Monday, July 29, 2002

At Work Among the Natives

The Gospel of Europe and its evangelists (via Instapundit):

And second of all, Europeans get no sympathy from me because I have never, ever seen an American, upon finding out that someone to whom they were speaking hailed from another country, say, "Oh, I hate your country!" and regale the guest to our shores with a half-hour litany of why the foreigner's country, culture, and customs are utterly repulsive. Yet I have not only repeatedly met with this treatment on each of my trips to Europe, but also found, when I repeated them to a native of whatever country I was in, that my putative host defended this behavior with some variation on "Well, you have to admit they're right."
I find this person's experience entirely plausible, given this anthropological fact: I have yet to make it through a San Francisco dinner party with French or German expatriates in attendance without being lectured on America's lack of social services, light rail, and/or handgun controls. The suspense is mainly in not knowing which of the points of the litany they'll be emphasizing that evening. Marginally polite when you're over there, but this from folks who have voted against Europe with their feet, and shifted their tax dollars to the Marines.

Their thinking is, of course: "I know all that social welfare stuff is nice, but in the end I had to think about my career opportunities and my quality of life." But have they ever considered that the United States has perhaps faced exactly the same difficult tradeoff as a country, and settled it in the same manner?

Since the Ugly European delivering his lecture round the dinner table is making what is essentially a moral argument against American failings like greed (lack of social spending) and laziness (cars), I wonder why the moral issues associated with his own immigration go so discreetly unmentioned and so automatically get a pass? He knows Europe is a more just and equitable place, and that the American military is out of control, and yet, one of Europe's best and brightest, he's shifting his time and money from the one to the other for the sake of his career. And yes, the Americans are usually polite to a fault and either agree with his criticisms or dutifully listen in silence. But does the European, alone in his room later, never ponder these things?

Who's more to blame: some cannibals who don't know any better, or a failed priest who preaches Catholic dogma at the natives while dining with them on human flesh? Well, unfortunate imagery for a dinner party.

Putting their behavior in the most charitable light--i.e. overlooking the apparently venal motives for their desertion of the ramparts of civilization in Eutopia--we could say that what they are engaged in over here is nothing less than overseas missionary work.

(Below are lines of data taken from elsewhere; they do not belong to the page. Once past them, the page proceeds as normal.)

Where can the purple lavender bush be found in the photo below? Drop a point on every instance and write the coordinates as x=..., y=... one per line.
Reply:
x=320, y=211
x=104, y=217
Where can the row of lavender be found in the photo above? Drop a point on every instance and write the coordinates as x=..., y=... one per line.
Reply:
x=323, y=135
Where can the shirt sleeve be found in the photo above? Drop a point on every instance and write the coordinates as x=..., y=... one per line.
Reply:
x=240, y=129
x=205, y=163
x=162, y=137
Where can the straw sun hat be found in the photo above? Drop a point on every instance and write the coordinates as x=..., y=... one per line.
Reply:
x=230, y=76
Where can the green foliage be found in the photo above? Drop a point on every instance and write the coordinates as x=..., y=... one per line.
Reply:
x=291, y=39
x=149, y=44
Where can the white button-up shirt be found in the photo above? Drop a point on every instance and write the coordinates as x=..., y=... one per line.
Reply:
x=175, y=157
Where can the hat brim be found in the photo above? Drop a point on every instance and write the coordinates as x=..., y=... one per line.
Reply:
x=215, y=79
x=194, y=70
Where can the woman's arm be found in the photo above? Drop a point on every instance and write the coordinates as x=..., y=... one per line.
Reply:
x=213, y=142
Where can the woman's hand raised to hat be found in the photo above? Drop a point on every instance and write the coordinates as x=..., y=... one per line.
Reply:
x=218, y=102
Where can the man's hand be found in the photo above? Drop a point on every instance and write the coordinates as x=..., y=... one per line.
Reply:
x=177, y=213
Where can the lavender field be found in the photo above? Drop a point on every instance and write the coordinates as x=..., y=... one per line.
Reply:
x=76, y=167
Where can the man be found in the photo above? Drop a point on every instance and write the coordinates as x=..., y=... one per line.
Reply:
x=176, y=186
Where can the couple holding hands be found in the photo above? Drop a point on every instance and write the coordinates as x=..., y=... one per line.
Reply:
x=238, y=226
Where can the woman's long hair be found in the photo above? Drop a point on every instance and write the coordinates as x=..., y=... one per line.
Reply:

In which case this is the latest in a line of "they said it couldn't be done" Euro-achievements: figuring out how overseas missionary work can be done without sacrificing cash, career, or creature comforts--in fact while enjoying more of all three. Add this to a list that includes figuring out how to keep your country safe with minimal defense spending.

I sometimes think the EU flag should be a diagram of someone's proverbial attempt to square the circle, with a brave and hopeful "QED" placed at the bottom. Or perhaps simply a cake that's had and eaten too, though I'm not sure how you draw that.